Bioequivalence and Bioavailability Forum

Hi Yung-jin,

❝ ❝ Sample size: 18

❝ ❝ Runtime (seconds):

❝ ❝ user system elapsed

❝ ❝ 0.14 0.01 0.15

❝

❝ I run the codes three times under R v4.0.3 and got:

❝

❝ Runtime (seconds):

❝    user  system elapsed

❝    0.11    0.00    0.13

❝    0.09    0.01    0.10

❝    0.11    0.00    0.11

❝

❝ a little bit faster. I guess that you have not upgraded to R 4.0.3 yet.

Nope, was on 4.0.3 as well.

❝ R v4.0.3 is simply faster (still my gut feeling ).

Cannot check. Deleted 4.0.2 already and not in the mood to reinstall it.

❝ I remember that your Xeon computer runs faster than my Windows, even than my Linux notebook last time. Is it the same computer?

It is. However, median of 15 runs 0.16 seconds. No idea.

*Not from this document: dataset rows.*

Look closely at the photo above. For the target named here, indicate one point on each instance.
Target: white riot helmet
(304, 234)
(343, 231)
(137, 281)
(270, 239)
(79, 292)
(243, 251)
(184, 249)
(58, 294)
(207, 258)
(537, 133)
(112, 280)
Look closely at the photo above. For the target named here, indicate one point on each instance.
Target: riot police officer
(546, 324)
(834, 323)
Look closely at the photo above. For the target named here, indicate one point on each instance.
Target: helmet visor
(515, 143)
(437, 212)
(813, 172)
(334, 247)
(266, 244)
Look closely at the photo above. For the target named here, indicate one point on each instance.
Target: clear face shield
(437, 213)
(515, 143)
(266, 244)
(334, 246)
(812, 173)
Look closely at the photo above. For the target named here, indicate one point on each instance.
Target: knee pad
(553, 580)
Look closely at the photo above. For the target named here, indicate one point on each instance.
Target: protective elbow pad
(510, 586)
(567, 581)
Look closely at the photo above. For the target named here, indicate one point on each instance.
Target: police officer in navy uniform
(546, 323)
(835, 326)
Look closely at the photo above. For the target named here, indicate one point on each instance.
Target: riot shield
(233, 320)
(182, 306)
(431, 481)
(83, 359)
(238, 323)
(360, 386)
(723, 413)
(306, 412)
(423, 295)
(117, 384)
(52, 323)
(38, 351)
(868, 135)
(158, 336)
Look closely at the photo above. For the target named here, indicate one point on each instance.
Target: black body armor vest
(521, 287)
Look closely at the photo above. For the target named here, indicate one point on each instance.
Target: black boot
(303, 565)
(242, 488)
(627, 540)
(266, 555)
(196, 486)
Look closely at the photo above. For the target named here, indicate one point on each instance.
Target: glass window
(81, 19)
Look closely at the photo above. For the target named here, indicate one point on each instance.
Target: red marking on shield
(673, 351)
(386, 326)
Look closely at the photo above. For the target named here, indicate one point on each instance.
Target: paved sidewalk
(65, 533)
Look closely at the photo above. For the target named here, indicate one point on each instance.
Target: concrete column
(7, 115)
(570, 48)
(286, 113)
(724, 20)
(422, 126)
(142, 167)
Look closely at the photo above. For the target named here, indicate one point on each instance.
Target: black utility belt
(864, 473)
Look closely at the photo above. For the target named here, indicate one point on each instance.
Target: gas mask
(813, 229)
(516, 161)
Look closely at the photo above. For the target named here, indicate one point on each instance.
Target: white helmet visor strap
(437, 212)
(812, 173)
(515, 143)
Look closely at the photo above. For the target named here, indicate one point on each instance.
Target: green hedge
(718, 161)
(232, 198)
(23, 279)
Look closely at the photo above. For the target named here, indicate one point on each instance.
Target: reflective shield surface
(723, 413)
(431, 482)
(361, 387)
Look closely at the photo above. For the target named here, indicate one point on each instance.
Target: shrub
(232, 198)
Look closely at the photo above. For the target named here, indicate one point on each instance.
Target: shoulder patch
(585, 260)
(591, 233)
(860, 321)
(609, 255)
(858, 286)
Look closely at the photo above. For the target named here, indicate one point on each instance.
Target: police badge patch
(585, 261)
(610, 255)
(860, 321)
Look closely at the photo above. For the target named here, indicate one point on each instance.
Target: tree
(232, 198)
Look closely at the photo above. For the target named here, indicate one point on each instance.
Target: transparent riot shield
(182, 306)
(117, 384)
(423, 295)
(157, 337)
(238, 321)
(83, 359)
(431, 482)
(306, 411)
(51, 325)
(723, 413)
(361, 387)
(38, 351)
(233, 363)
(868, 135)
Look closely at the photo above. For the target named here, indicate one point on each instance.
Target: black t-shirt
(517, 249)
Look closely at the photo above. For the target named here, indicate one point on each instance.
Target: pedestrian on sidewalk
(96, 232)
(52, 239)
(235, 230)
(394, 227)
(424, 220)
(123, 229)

❝ ❝ BTW, in v2.5 of last Tuesday Dave removed all reference-scaled methods and gives the code of PowerTOST in a box.

❝

❝ Thanks for the information.

Welcome.

Not for an initiate like you but for FARTSSIE-adepts…
With the script below you can reproduce the results of FARTSSIE ≤2.4; for the EMA’s ABEL you have to change cell U16 from 5 (which is for Health Canada’s TPD) to 3.

library(PowerTOST)
CV     <- seq(0.25, 0.65, 0.05)
theta0 <- 0.90
power  <- 0.80
design <- "2x2x4"
pers   <- as.numeric(substr(design, 5, 5))
n      <- data.frame(CV = CV)
theta1 <- numeric()
for (j in seq_along(CV)) {
  theta1[j] <- exp(-0.76*CV2se(CV[j]))
  if (CV[j] <= 0.3) theta1[j] <- 0.8
  if (CV[j] >= 0.5) theta1[j] <- exp(-0.76*CV2se(0.5))
  n.2x2x2       <- sampleN.TOST(CV = CV[j], design = "2x2x2",
                                targetpower = power, theta0 = theta0,
                                theta1 = theta1[j], theta2 = 1/theta1[j],
                                method = "nct", details = FALSE,
                                print = FALSE)[["Sample size"]]
  n$FARTSSIE[j] <- ceiling(n.2x2x2*(-0.25*pers+1.5))
  n$ABEL[j]     <- sampleN.scABEL(CV = CV[j], design = design,
                                  targetpower = power, theta0 = theta0,
                                  details = FALSE,
                                  print = FALSE)[["Sample size"]]
}
n$CV        <- n$CV*100
names(n)[1] <- "CV (%)"
cat("design:", design, "\n"); print(n, row.names = FALSE)

design: 2x2x4
 CV (%) FARTSSIE ABEL
     25       28   28
     30       40   34
     35       32   34
     40       27   30
     45       25   28
     50       23   28
     55       27   30
     60       31   32
     65       35   36

design: 2x2x3
 CV (%) FARTSSIE ABEL
     25       42   42
     30       60   50
     35       48   50
     40       41   46
     45       38   42
     50       35   42
     55       41   44
     60       47   48
     65       53   54

Flaws:

• Direct expansion of the limits instead of simulations, restriction of the point estimate (within 80.00–125.00%) not taken into account.
  
• Sample size estimated for 2×2×2 design and adapted (i.e., 50% for 4-period full replicates, 75% for three period replicates).

PS: Do you plan to implement my -code for ABE of last May in a future release of bear?